George Raft, the star, was unhappy with the climactic scenes, and wanted someone other than Archie Mayo, who had guided the rest of the film, to direct an alternative ending. Wanger called in Alfred Hitchcock, who dazzled Raft by outlining a pepped-up crescendo, with brief scenes that he himself would write and supervise. Wanger phoned DOS on the spot to get approval for Hitchcock to interrupt progress on Personal History and devote a few days to retakes.

  Wanger then bestowed a small sum of money on Hitchcock, and Dan Winkler of the Selznick Agency approached DOS and argued that, having come up with a “story twist” everyone endorsed, Hitchcock deserved a bonus. But DOS thought otherwise; any Hitchcock income, he claimed, was owed directly to Selznick International.

  After the creative tug-of-war over Rebecca, here was another taste of how tight the Selznick straitjacket would be. Hitchcock was upset about turning his bonus over to DOS, but Myron said he could do nothing about it. Fed up with this and other frustrations, Winkler quit the agency and took an associate producer’s post at RKO.

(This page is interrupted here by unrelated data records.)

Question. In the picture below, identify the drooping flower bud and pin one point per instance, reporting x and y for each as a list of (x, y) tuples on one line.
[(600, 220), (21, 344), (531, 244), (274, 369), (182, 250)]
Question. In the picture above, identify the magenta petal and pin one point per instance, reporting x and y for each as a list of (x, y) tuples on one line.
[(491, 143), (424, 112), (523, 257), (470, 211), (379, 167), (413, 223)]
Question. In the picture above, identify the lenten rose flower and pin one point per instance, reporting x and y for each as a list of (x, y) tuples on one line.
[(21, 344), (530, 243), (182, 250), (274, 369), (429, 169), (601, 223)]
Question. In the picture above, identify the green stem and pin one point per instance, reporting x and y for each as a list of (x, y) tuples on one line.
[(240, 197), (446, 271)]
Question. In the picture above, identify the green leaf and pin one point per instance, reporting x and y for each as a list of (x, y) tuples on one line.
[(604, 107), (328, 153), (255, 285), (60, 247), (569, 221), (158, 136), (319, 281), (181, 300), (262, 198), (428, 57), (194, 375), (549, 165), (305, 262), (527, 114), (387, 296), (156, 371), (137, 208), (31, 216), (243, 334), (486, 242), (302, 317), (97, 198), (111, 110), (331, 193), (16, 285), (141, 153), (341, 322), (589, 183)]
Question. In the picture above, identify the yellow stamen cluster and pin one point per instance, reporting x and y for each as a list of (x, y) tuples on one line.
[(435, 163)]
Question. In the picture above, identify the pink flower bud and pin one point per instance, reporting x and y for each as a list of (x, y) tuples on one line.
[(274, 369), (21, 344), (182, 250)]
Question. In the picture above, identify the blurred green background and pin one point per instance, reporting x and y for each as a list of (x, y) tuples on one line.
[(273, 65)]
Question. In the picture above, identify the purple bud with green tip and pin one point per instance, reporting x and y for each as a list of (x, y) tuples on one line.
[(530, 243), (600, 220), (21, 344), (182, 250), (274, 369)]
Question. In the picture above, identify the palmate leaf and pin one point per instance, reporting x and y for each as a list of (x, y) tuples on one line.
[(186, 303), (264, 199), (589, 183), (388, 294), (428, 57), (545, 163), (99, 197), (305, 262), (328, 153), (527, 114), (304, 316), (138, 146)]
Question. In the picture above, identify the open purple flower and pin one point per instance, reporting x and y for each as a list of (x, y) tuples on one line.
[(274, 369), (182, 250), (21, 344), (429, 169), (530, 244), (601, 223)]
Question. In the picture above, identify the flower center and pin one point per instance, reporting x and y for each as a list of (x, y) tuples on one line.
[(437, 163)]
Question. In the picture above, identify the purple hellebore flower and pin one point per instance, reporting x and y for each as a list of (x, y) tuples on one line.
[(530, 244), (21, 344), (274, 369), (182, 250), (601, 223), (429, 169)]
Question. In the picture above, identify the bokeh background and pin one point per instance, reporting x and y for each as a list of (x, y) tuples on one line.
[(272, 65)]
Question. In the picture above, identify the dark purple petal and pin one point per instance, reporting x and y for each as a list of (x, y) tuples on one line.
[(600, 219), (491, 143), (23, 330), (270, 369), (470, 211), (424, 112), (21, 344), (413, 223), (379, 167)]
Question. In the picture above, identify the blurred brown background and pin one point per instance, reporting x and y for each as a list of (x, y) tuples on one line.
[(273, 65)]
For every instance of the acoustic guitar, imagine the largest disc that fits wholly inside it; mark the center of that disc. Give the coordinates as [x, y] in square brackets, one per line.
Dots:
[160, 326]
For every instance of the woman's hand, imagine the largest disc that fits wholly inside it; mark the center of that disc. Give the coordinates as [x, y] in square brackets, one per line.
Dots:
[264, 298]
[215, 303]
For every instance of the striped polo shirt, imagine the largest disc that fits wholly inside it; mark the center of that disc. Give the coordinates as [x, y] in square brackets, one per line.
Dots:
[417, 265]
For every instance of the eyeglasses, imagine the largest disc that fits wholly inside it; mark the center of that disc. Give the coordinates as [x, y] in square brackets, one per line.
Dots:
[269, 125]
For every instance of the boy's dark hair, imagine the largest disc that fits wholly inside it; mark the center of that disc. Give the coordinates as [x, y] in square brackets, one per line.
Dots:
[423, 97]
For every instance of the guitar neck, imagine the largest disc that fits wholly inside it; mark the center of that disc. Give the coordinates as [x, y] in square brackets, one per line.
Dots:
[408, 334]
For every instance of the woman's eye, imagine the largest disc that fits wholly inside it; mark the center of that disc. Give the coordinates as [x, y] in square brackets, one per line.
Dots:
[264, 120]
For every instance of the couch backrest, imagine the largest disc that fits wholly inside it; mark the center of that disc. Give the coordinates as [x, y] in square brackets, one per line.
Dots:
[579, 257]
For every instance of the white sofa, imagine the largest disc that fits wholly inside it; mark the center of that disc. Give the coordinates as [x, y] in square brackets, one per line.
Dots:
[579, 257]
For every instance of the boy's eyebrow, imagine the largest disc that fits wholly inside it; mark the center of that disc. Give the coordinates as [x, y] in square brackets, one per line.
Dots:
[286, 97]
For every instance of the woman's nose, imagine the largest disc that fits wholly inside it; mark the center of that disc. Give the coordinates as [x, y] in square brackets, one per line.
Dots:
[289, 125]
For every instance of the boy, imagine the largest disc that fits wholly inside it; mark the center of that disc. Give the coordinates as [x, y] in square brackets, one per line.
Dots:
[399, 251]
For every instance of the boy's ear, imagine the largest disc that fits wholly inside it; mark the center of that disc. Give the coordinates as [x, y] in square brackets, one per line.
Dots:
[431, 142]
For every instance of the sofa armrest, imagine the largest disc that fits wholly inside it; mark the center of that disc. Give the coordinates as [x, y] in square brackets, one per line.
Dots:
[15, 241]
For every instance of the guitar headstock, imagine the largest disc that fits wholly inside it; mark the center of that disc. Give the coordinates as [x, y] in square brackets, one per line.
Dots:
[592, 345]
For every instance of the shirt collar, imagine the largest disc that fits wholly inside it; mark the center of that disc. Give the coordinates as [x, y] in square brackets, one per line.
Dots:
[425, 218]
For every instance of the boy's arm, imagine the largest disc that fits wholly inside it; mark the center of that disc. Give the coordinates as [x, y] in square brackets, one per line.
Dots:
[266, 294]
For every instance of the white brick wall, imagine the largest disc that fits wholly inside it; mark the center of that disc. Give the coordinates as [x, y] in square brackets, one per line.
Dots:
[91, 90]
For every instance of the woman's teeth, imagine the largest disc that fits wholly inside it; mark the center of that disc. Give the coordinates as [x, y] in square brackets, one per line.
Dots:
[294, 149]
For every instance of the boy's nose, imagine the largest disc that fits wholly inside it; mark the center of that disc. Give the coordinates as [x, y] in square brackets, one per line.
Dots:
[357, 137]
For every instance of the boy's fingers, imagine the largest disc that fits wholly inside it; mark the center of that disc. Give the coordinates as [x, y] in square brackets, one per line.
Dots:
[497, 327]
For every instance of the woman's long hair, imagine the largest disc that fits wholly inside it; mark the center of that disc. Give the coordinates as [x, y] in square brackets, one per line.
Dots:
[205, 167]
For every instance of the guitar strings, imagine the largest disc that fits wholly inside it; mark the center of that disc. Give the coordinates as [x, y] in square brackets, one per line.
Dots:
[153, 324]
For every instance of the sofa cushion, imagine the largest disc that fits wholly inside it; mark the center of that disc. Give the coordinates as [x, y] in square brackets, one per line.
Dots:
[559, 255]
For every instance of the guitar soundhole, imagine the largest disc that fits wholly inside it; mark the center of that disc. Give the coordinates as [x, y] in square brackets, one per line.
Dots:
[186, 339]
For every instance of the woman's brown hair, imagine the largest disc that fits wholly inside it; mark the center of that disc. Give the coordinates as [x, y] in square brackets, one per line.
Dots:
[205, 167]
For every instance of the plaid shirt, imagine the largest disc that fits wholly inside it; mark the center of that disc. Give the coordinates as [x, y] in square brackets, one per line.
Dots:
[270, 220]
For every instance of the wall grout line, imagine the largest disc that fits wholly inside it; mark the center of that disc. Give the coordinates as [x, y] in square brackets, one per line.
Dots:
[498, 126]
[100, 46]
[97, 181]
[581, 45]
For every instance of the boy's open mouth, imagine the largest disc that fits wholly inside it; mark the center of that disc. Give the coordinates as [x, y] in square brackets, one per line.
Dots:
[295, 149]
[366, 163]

  In February, at Hitchcock’s behest, Walter Wanger engaged Charles Bennett at one thousand dollars a week for four weeks—the amount of time Hitchcock thought he would need to transform the treatment into a decent script. Old misunderstandings between Hitchcock and his once and favorite stooge were set aside as Bennett, the capable constructionist who had worked with the director on seven of his best-known films in England, bent to the task of organizing the elements and ideas into coherent suspense. Recreating their past formula, the two worked in as genial and leisurely a manner as possible. “If we got stuck on the plot,” recalled Bennett, “we’d take a drive to Palm Springs or somewhere.”

  Bennett was a security blanket for Hitchcock. The director had enlisted him partly for auld lang syne, partly because the revamped Personal History needed his English background, and partly because Bennett could be counted on to reinforce the antineutrality politique that was at the story’s core.